Windows 10 - Remote Desktop Hacked

[russ9898]

Hello OCUK,

I've woken up this morning to a notepad text file on the desktop of my home server named 'hacked.txt' which was placed there a little after 2am this morning and simply says 'secure your server idiot'....fair comment, they've got in, I cant argue.

Coincidentally, I formatted the Windows drive and completed a fresh Windows 10 install only a couple of days ago and have installed the bare minimum in respect of software all of which is paid/freeware (so no cracks/exploits to worry about). Having reviewed the event log, it appears that for several hours a script was attempting to gain access to my system via RDP generating multiple 'Audit Failures' trying to login in with multiple usernames SuperUser, admin, Rodgiro, Sara etc etc.

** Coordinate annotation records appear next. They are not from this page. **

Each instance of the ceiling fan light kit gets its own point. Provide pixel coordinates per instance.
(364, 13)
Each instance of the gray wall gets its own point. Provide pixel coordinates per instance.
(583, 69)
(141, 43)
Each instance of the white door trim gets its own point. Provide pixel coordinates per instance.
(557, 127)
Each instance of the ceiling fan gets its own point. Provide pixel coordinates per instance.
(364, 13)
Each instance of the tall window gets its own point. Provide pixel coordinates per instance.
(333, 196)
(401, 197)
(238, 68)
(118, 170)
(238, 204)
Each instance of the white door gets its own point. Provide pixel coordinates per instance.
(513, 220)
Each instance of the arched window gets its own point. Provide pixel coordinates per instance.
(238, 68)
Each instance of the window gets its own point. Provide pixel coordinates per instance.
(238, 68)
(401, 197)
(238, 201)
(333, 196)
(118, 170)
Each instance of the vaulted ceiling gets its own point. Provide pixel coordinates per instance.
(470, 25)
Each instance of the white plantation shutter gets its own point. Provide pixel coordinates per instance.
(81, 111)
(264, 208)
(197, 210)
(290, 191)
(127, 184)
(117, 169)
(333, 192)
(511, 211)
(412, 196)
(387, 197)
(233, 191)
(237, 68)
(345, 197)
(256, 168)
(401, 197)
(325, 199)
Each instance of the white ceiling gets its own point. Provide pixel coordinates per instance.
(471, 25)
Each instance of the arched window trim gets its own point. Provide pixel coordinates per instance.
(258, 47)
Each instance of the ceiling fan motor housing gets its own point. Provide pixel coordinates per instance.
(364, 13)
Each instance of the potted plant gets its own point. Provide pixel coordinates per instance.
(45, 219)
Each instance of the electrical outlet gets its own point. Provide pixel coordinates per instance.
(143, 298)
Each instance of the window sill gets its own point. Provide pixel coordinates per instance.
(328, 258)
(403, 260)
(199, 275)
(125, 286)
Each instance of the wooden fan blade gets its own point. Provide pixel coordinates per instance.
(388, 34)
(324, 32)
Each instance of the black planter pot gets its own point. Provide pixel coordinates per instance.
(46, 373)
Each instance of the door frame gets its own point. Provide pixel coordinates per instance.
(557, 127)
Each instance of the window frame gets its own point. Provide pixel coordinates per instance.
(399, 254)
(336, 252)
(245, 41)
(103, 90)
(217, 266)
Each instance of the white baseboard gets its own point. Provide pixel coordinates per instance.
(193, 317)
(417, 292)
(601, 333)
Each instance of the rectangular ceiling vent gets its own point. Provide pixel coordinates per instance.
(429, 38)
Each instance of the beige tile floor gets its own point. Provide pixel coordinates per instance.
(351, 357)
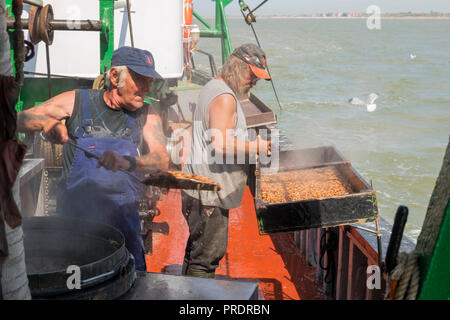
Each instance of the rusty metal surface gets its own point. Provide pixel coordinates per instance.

Previously i'll admit to being a little lapse on security, relying on Windows Defender. In attempt to re-secure my system I've done the following:

• Installed Malware bytes, Avast Antivirus & Zone Alarm Firewall - run scans with all which have come up clear. Looks like my hacker might have just been experimenting?
• Removed all port forwards to my server from my router with the exception of one for Plex Media Server
• Setup an Open VPN server on my router to access my server remotely.
• Changed my RDP port from the default
• Changed system usernames and passwords

Are there any other steps you should suggest I take to further secure my system from hack attempts?

Many thanks

Russ

 

[russ9898]

youre lucky
you didnt wake up to everything encrypted
and a ransom demand
hope all your new user names and passwords
are complex ones?
including wifi and router ones
the person involved may be closer to you
than you think
if using wifi

I've gone with complex passwords, upper and lower case, symbols and numbers.

Ill change my WiFi as an extra security measure however I have reviewed my router logs and cannot see anything that concerns me in the logs. The IP's logged for the remote access attempts are external IP addresses.

 

[russ9898]

How upto date was the 10 install? there are a few quite serious security issues in RDP in 10 if you aren't on the latest updates as of around a month ago.

If they managed to brute force your password all bets are off - using a VPN to login will help there if you need remote access but even then I would make sure that multiple incorrect logins are black listing that IP and/or white list connections that are allowed.

Fully upto date, freshly downloaded from MS and loaded onto a USB stick and all updates listed on Windows Update installed prior to last nights hack.

Remove RDP on the router instantly. I noticed you have done this.

Don’t use RDP!

Can you suggest alternatives to RDP? Ive been unfortunate in many respects as the server isn't on 24/7, it ordinarily operates on demand using WOL however last night I had been sitting up watching a movie and I guess the login attempts prevented it from going to sleep like it ordinarily would.

Hey


I would have gone with 4 random words. Eg CheeseOverclockersRandomWords or FiftyFiveScrewHackers

They say it’s more secure as a complex password because of the length and randomness of the full characters. Easier to remember as well.

Good call, I might go down that route in all fairness, nothing wrong with having a change of password scheme.

 

[russ9898]

Did you have the RDP port (3389) open externally? If so is that intentional?

Previously, I had always had RDP open on an alternative port to 3389 however with only installing re-installing windows only a day or so before I literally hadn't gotten round to re-configuring it but yes, it was open externally in the short term, huge mistake on my part, I was naive to how insecure and how often RDP hack attempts occur. I have now changed the RDP port and have not configured any port forwarding to it, the only way I can remote desktop now is by logging in to my router hosted Open VPN server.

If you really need to use RDP, at least use softether for an L2TP VPN with a preshared key!

Whats the benefit of using softether on my machine rather than accessing my home network using my routers built in Open VPN server?